En algún momento Mardones comprendió que debía soltarse un poco más para sacarse la soledad de encima. Así se prendió en disparatadas conversaciones en las que comprobó que hay lenguajes universales. Por ejemplo, cuando compartió una mesa con una española, una suiza (que hablaba italiano y alemán) y un surcoreano que sólo sabía un poco de inglés. Entre fonemas diversos y señas ininteligibles, consiguió explicarles los beneficios que tenía el uso del bidet.
Los únicos que salieron de la norma fueron dos muchachones de 40 y pico que llegaron una noche con una valija grandota, color negro. Aparecieron a eso de las 21 de un martes, hicieron rápido el check in y se sentaron a tomar varias cervezas. Uno era flaco, canoso y estaba vestido como el personaje de Daniel Hendler en Graduados (como si viniera de los tardíos ´80, con camisa a cuadros sobre remera de los Smiths), el otro estaba vestido formal, de negro y peinado a lo Diego Peretti en Los Simuladores. Mardones los escaneó de arriba a abajo y luego se concentró en lo suyo. No se percató cuando se fueron a dormir, pero al llegar a su habitación los descubrió durmiendo en la cucheta que estaba frente a la suya. En la superior “Peretti” y en la inferior “Hendler”. Ambos estaban vestidos, solo se habían sacado los zapatos y no descendieron las camas. Al pie de la cucheta descansaba la valija que, según pudo ver Mardones en la oscuridad, tenía un candado de exagerado tamaño.
Cómo a las dos de la mañana, Mardones escuchó susurros en la habitación. Comprobó que arriba suyo no había nadie y en la litera más cercana, un asiático y un rubio reposaban sin inconvenientes (coloquialmente se podría decir que torraban a pata suelta). Los que hablaban eran los extraños personajes de enfrente. Lo hacían de una cama a la otra y en un volumen que se podía entender.
“Habla más bajo pelotudo”, dijo “Peretti” y “Hendler” le respondió: “Pero si estos no entienden, aquel es chino y estos dos, sabe dios si son ingleses o yanquis”. En ese diálogo Mardones advirtió dos cosas. La primera, que lo habían confundido con un extranjero y la segunda, que era mejor no delatar que se había despertado. La temática de la que hablaron no sonó muy inocente. Tenían que cerrar un trato con alguien y en la valija estaba el pago (o el producto) necesario para hacer la transacción. Hablaron de hacer las cosas “de callado” y sin “avivar giles”. Al cabo de un rato la conversación se cortó. Manuel no pegó un ojo, imaginando mil y una historias respecto del contenido de la valija. Fatalista como es, en cada una de ellas terminaba muerto.

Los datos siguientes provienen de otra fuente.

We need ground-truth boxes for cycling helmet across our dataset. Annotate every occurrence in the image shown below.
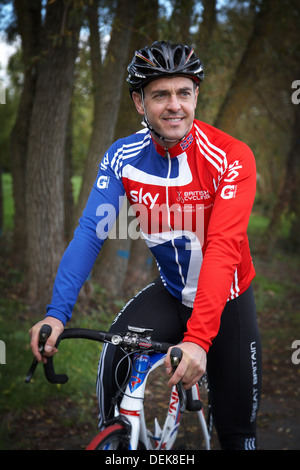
[127,41,204,93]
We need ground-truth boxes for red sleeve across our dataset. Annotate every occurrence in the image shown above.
[184,142,256,351]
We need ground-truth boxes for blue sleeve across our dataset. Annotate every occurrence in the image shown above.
[46,154,125,325]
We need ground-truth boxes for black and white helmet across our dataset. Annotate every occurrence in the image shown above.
[127,41,204,93]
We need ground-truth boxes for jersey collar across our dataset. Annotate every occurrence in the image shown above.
[151,124,195,158]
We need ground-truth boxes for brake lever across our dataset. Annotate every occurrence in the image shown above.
[25,325,52,383]
[170,347,187,413]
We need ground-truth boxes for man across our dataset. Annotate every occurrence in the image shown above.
[31,41,261,449]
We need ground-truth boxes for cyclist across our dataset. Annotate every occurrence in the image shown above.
[30,41,261,449]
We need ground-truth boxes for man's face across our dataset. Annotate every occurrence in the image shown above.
[132,76,198,147]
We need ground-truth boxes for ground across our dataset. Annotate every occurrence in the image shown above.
[4,244,300,450]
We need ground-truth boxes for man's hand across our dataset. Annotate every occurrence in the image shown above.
[29,317,64,363]
[165,342,206,390]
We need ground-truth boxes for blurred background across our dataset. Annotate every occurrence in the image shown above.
[0,0,300,449]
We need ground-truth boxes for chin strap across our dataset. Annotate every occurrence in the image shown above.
[141,88,187,143]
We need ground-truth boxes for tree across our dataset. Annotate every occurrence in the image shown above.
[25,1,81,307]
[10,0,41,267]
[75,0,135,292]
[75,0,135,223]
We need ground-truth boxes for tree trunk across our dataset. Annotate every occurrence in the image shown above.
[75,0,135,224]
[75,0,135,293]
[214,0,278,134]
[10,0,41,268]
[260,105,300,253]
[26,2,80,308]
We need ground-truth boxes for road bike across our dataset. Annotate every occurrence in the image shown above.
[25,325,212,451]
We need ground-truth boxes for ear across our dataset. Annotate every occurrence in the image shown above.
[132,91,145,116]
[194,85,199,109]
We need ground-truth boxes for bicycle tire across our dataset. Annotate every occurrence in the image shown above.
[86,423,129,450]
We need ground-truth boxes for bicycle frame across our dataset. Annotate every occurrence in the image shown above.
[116,353,210,450]
[25,324,212,450]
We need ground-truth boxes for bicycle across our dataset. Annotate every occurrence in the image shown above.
[25,325,212,450]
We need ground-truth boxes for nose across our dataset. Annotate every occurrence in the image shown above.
[167,93,181,113]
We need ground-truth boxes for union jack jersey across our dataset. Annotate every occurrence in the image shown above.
[47,120,256,351]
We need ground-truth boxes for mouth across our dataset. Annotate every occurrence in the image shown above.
[163,117,183,123]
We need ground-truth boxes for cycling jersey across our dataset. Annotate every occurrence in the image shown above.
[47,120,256,351]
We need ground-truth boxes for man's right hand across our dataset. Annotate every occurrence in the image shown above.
[29,317,64,363]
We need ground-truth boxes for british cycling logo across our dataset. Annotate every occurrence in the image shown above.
[291,80,300,104]
[0,340,6,364]
[291,339,300,366]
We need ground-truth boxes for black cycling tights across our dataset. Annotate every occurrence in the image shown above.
[97,278,262,450]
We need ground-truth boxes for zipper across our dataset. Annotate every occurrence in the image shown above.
[165,148,185,286]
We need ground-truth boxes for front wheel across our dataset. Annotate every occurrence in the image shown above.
[86,423,129,450]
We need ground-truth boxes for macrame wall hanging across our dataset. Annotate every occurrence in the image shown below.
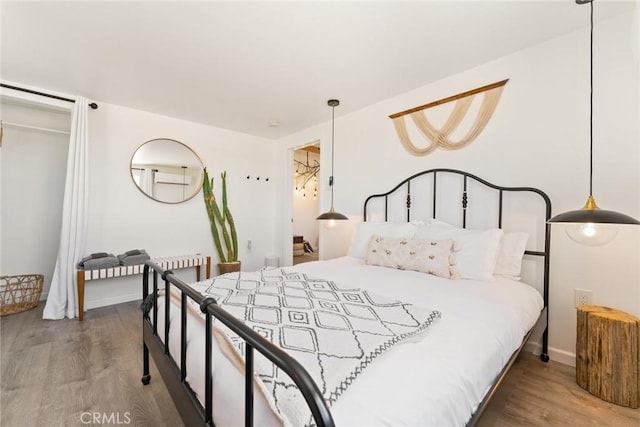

Los dueños de la valija partieron antes del amanecer. Esa mañana, Mardones se vio abordado por los empleados del hostel, que ya lo conocen y le tienen confianza, para saber detalles de los personajes con los que había compartido habitación. Manuel, que todavía tenía en su cabeza las posibles muertes que había imaginado, decidió hacerse el sonso y respondió con el gesto de los tres monos sabios.